Edwige Chirouter, professeure de philosophie à l'Université de Nantes et titulaire de la chaire Unesco sur la pratique de la philosophie avec les enfants et adolescents, observe une forte contradiction dans cette entreprise de décrédibilisation de la parole: «Rappelons que la société reconnaît qu'un adolescent de 13 ans est pénalement responsable de ses actes, et que la majorité sexuelle est à 15 ans, faisant donc des enfants et ados des sujets de droits.» Alors quid de la parole politique de la jeunesse? Ne vaut-elle rien? N'appartient-elle, cette parole politique, qu'aux élu·es, aux décisionnaires?
«Les jeunes pensent, ils sont structurés, ils ont une culture de la parole politique, ils sont des citoyens à part entière qui participent à la vie de la cité, ils font corps avec nous, c'est ça qu'il faudrait davantage démocratiser», plaide la philosophe, qui milite pour une meilleure prise en compte de la parole des jeunes des quartiers populaires. L'enseignante s'inquiète de cette parole politique, devenue uniquement celle des technocrates et des tableurs Excel: «Ces jeunes remettent au centre la question politique au sens noble du terme. Et si on fait de la politique, c'est aussi pour eux. Il faut recréer un récit collectif, et cette jeunesse y participe. Tant mieux s'ils prennent la parole, ils sont modélisants. Décrédibiliser leur parole est déshumanisant. Il faut au contraire la valoriser, la contredire si besoin, mais la soutenir.»
Rejet générationnel grotesque
Pour Ludivine Bantigny, la vision étriquée d'une partie de la classe politique et médiatique se heurte à celle de cette jeunesse impliquée, «au niveau de réflexivité impressionnant», qui voit la politique «comme un bien commun, et non pas seulement un bulletin de vote. L'objectif de ces discours de dénigrement est de diviser. Tout ça est très idéologique, c'est une stratégie médiatique.»

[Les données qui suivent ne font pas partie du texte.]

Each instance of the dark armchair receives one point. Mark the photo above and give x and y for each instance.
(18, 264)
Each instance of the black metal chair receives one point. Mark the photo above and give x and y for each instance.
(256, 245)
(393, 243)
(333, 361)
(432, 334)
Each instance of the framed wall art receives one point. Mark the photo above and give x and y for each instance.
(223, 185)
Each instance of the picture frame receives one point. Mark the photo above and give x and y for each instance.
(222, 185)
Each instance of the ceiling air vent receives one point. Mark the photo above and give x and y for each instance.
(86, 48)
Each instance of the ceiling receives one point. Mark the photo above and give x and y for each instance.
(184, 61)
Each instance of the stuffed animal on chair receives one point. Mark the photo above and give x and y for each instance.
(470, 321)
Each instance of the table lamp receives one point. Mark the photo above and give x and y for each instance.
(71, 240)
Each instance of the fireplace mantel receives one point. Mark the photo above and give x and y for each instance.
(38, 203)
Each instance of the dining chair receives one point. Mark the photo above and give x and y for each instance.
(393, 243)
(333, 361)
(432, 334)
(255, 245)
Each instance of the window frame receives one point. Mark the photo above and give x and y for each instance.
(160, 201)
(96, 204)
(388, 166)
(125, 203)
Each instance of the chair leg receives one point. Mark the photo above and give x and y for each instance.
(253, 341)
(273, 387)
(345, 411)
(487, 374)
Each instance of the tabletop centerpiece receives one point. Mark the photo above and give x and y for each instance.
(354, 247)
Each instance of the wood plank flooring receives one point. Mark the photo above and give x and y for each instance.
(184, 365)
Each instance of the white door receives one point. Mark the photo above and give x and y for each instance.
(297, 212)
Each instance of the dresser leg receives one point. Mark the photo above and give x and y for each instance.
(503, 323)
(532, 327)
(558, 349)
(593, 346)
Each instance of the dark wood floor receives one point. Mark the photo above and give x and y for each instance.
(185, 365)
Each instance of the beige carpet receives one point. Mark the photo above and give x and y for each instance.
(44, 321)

Les ficelles sont tellement grossières et le discours de rejet si creux qu'il en devient ridicule, grotesque. «Le clivage générationnel est trop essentialisant. Ce sont ces adultes qui finissent par se discréditer, souligne l'historienne. Ils ne voient que le chacun-pour-soi. Dire “ce n'est pas possible que les jeunes pensent à la retraite”, c'est vraiment ne rien comprendre à la solidarité.»
«En France, les tensions générationnelles sont relativement vives dans le débat politique, avec un sentiment d'injustice entre générations qui est fortement développé parmi les jeunes adultes, analyse Cécile Van de Velde. Il y a aussi la construction sociale et professionnelle d'une assez forte hiérarchie entre les âges: il faut attendre avant d'être légitime socialement et politiquement, ce qui tend à développer en retour un regard et un discours que je qualifierais de “paternaliste” sur les jeunes.»
Heureusement, une poignée de personnalités, fussent-elles influentes, ne suffisent pas à inhiber le rouleau compresseur d'une jeunesse décidée à tout mener de front. La disqualification de leur engagement n'aura, semble t-il, pas de prise sur eux. D'autant que de très nombreux commentaires intergénérationnels de soutien sont également apparus sous les tweets et extraits d'émissions, galvanisés par le côté déterminé de ces jeunes.
«Une fois rentrés dans le mouvement, on ne lâchera rien, insiste Gwenn Thomas-Alves, de la FIDL. Ces discours nous renforcent, ils n'ont aucun argument à nous opposer. Même si les remarques persistent, on continuera à se mobiliser dans la joie et la bonne humeur.»